Tabii ki serbestleşmenin düzgün yürümesi için pazarı düzenleyen regülatörlere ihtiyaç duyuluyor.
Türkiye’de bu gelişmeleri 1994’lerden bu yana seervis veren ve 1999’da 2G ile 2008 sonu 2009’un başlarında 3G lisansları alan mobil telefon operatörleri, 1997’lerde kurulan ISS’ler, 2004’de karasal telefon hizmetlerinin önüne açan UMTH lisansları ve 2005’de Türk Telekom’un özelleştirilmesi ile yaşadık.
Bugün iletişimde çok yönlü olanaklarımız var. Mobil ve sabit ses hizmetleri yanısıra, bir yandan ADSL denilen eski bakır kablolar üzerine kurulan servisler, diğer yandan kablo ve uydu internet servisleri ve son olarak da mobil hatlar üzerinden veri aktarımına yardımcı olan 3G servisleri ve gelmekte olan 4G.

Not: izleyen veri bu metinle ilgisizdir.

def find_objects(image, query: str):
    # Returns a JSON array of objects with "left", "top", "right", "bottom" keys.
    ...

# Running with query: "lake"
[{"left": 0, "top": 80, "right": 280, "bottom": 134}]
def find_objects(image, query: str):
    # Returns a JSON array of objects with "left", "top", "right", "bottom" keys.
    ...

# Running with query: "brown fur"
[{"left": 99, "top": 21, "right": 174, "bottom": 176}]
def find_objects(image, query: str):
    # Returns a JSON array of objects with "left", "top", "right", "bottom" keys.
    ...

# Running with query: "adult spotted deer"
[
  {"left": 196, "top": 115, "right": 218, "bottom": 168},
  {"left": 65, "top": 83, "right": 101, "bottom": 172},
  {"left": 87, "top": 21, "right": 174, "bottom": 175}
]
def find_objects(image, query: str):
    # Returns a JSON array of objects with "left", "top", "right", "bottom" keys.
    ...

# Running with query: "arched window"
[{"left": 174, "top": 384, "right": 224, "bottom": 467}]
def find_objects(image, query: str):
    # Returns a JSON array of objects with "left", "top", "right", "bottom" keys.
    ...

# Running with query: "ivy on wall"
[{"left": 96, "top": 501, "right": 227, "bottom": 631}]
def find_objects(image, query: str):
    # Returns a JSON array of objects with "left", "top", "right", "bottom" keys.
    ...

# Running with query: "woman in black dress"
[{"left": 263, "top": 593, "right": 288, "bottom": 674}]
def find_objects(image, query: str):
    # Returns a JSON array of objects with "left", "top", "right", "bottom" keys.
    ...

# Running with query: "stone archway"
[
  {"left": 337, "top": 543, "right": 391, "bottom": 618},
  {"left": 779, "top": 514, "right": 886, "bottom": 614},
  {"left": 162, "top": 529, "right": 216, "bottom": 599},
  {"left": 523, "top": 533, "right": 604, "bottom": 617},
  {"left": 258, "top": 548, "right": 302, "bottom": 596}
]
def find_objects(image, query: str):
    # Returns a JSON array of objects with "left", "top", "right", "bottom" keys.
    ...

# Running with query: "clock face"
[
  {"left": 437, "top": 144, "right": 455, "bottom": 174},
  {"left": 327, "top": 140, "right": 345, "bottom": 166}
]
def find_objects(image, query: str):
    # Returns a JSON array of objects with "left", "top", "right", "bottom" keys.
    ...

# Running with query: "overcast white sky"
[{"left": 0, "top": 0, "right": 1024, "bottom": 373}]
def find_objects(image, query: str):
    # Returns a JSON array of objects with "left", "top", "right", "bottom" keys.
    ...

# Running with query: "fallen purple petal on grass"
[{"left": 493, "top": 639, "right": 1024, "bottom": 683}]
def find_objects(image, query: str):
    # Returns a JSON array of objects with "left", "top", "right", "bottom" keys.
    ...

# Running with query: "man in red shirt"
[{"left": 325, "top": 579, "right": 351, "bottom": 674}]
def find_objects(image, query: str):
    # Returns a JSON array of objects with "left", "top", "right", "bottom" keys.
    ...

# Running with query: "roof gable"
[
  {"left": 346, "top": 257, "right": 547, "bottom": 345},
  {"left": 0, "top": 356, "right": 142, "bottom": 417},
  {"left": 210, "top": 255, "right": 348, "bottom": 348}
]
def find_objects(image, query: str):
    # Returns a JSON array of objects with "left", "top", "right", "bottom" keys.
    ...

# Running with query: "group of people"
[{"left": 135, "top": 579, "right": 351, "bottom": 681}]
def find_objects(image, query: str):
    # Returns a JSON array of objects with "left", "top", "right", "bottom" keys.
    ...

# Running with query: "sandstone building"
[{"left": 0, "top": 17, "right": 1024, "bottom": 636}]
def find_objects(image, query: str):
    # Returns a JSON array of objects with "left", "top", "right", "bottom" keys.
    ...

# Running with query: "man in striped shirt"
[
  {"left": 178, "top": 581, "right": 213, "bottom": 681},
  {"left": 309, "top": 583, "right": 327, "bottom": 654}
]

Bunları anlatırken, gelişmeler bitti mi? Kesinlikle bitmedi. Biz özelleştirme ve serbestleşme konuşurken, doğal olarak eski telekom tekelleri durumdan memnun olmadı. Pazarı kaybetmemek için çabaladılar. Bazı ülkelerdeki regülatörler de onlara destek oldular ya da kısmen yardımcı oldular. AB Komisyonu ise bu düzenleyici ve telekom devlerini hep eleştirdi, bazen ihtar, azen ceza verdi.
Bütün bunları anlatırken, geçtiğimiz hafta önemli bir değişiklik meydana geldi. Pazarın daha dengeli dağılımı için çalışan komisyonun telekomdan sorumlu komisyoneri Nellie Kroes, birden enteresan bir karar açıkladı.
Kararın yorumu 3 kelimelik tek cümle ile özetlersek; “Altını Olan Haklıdır!!!”
Neden bunu söylüyoruz? Çünkü yaklaşık son 5 yıldır, serbestleşme rüzgarlarını “paylaşırsam yatırım yapmam” şeklinde tersine çevirmeye çalışan eski telekom tekellerinin ve kısmen ona destek olan regülatörlerin yapamadığını, fnansçılar başardı.
Avrupalı finansçılar, son bir kaç aydır yüksek sesle, “yatırım yapmak isteyen ama korunma şartı koyan” eski telekom devlerinin isteklerinin yerine getirilmesi ve önlerinin açılmasını ve bu olmazsa Avrupa’daki krizin yenilmesinde daha fazla gecikileceği propogandası yapıyorlar.
Çünkü finansçılar, kendilerinden yatırım amaçlı kredi kullanan eski telekom devlerini seviyorlar. Yine çünkü onları sırtından iyi para kazanıyorlar. Dünya’da da malum son 10-15 yılın 2 önemli ve çok hareketli pazarı “Telekom” ve “Enerji”. Telekom durunca, anlaşılan herşey duruyor…
(Bu yazının bir kısmı 23 Aralık 2012 tarihli Para dergisinde yayınlanmıştır.)